1. GO ON A DATE TO GRIFFITH OBSERVATORY
Obviously Griffith Observatory, with its beautiful view and implied romanticism, is a never, ever, ever first date. I mean, a person you bring to that location, THAT person is the one you want to be with for longer than a few drinks, a couple weeks tops. But I’m not even talking about that. I wouldn’t even take a significant other to Griffith Observatory until I knew this mother fucker, this guy right here, this was the one I was set with for life. Because then I could at least point out the cliche of going on a date there without looking like a total desensitized asshole. I mean, when you throw down the blanket, the basket full of cheese, wine and crackers and look out into the starry (read: smoggy) night before your hands slide toward each other to hold…ugh, I can’t.

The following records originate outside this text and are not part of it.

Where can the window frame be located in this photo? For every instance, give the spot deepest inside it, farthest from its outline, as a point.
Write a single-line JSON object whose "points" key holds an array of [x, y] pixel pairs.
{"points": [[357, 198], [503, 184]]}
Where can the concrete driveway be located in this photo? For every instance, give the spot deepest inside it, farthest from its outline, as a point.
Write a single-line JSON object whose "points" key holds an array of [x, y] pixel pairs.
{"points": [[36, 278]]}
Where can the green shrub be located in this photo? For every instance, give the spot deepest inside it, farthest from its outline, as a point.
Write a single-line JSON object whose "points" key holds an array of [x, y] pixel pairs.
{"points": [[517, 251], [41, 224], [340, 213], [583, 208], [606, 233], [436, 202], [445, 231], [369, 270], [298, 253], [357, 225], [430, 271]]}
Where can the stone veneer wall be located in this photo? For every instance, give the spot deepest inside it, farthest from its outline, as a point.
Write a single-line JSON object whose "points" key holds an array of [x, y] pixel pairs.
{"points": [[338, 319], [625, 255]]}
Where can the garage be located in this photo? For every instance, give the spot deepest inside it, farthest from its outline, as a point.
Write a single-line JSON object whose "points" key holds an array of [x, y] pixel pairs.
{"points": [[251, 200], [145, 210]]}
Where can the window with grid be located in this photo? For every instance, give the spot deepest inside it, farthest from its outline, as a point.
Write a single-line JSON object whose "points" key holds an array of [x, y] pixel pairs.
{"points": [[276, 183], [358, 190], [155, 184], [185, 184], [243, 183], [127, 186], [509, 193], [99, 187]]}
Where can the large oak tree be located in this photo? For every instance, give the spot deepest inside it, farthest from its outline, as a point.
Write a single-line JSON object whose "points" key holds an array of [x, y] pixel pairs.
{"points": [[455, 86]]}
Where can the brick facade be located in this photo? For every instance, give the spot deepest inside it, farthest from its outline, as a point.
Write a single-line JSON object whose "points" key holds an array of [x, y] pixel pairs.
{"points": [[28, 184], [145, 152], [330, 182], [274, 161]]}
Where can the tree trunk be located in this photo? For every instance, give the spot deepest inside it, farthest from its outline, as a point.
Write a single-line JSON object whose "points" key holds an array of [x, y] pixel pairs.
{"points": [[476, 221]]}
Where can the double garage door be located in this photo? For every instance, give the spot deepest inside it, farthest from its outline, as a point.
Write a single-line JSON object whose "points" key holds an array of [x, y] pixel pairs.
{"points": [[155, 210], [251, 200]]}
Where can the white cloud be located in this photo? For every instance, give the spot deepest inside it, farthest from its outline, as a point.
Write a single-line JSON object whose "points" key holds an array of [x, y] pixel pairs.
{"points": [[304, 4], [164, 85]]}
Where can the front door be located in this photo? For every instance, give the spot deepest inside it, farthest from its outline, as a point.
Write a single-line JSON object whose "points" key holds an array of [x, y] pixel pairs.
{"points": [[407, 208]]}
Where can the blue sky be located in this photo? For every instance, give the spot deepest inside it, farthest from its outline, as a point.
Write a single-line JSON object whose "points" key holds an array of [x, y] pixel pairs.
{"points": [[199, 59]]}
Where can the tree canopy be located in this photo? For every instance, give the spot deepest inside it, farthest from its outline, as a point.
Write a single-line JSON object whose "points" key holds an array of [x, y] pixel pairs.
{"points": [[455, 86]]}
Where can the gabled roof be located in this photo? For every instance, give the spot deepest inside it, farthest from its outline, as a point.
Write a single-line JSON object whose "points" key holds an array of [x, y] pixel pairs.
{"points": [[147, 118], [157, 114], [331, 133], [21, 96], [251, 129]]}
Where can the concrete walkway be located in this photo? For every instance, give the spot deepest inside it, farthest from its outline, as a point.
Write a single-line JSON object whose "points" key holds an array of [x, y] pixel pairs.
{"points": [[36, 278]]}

2. HIKE BEHIND THE HOLLYWOOD SIGN
When I think of hiking, I think of wearing a heavy backpack full of compasses and Nutri-Grain bars and carrying a walking stick and maybe your sneakers even have tiny little spikes on the bottom, so you don’t lose your footing. L.A. hiking is an entirely different beast. A much lesser beast. It’s girls wearing leggings and taking selfies. Throw in the Hollywood sign, and nope, count me out. Way out. Unless a hike is for my actual exercise (HA!), I’ll pass.
3. PAY FOR VALET PARKING
Valet parking is completely avoidable, you guys. I refuse to pay $5, $6, $7 for some guy to pull my car into some mysterious lot far off where he wedges my car in with the rest, like one of those weird wooden parking puzzles. You know the ones. Loop the block maybe five thousand times, and you’ll be able to find some side street parking that’s free (or at least only a dollar). Trust me.
4. DATE AN ACTOR
This one probably comes off as rude because it’s 80% of the gay male population here. But hey, coming home to hearing about how your audition didn’t go well or how you didn’t get a call-back isn’t something I’m interested in hearing about. I get it, I get it, you’re passionate and creative, and, I mean, so am I, but it’s a lot of ego-feeding that I certainly don’t need to deal with when my own self-esteem is already in the gutter.
5. CALL ANYTHING PAST 3PM BRUNCH
People. 10 a.m., 11 a.m., even into noon, 1 p.m. and 2 p.m. I’ll even give you 3 p.m. After that? It’s not brunch anymore. Stop sipping your mimosas at 3:13 p.m. and pretending you’re still having brunch. Look around. I bet people are chowing down on burgers and chugging beers. It’s pre-dinner time. Then again, maybe not. It is L.A. after all.
6. PRETEND I LIKE GOING TO THE BEACH
I’ll go to the beach, sure, but I’m not going to pretend I enjoy it. I KNOW. Blasphemy when you live in L.A. How can I not like the beach? Allow me to explain. Everyone in L.A. is hot. I’m not hot. Everyone at the beach is basically naked. People-watching and gawking may be great, but not when I’m too busy awkwardly covering myself up and feeling like I should go to the gym more. Also: back in the midwest, I tanned like a beautiful bronzed goddess on the shores of Lake Michigan or wherever. On the coast of the Pacific Ocean? I burn like a lobster. Oh, and sand. I fucking hate sand. It gets everywhere and god help me when it gets wet and in my shoes, and the LAST thing I want to do is bring the beach home with me.
7. NOT COMPLAIN ABOUT TRAFFIC
Double negative, what up! The one thing that brings all of L.A. together, the collective conscious and conversation: traffic. It’s the one thing I’ll never not do — that is, complain about the traffic and parking and anything else that involves commuting. As much as it’s exactly the thing that makes staying in touch with people more physically challenging, strangely, it also is that one thing that brings us all together. So, let’s continue to complain about it. All together now.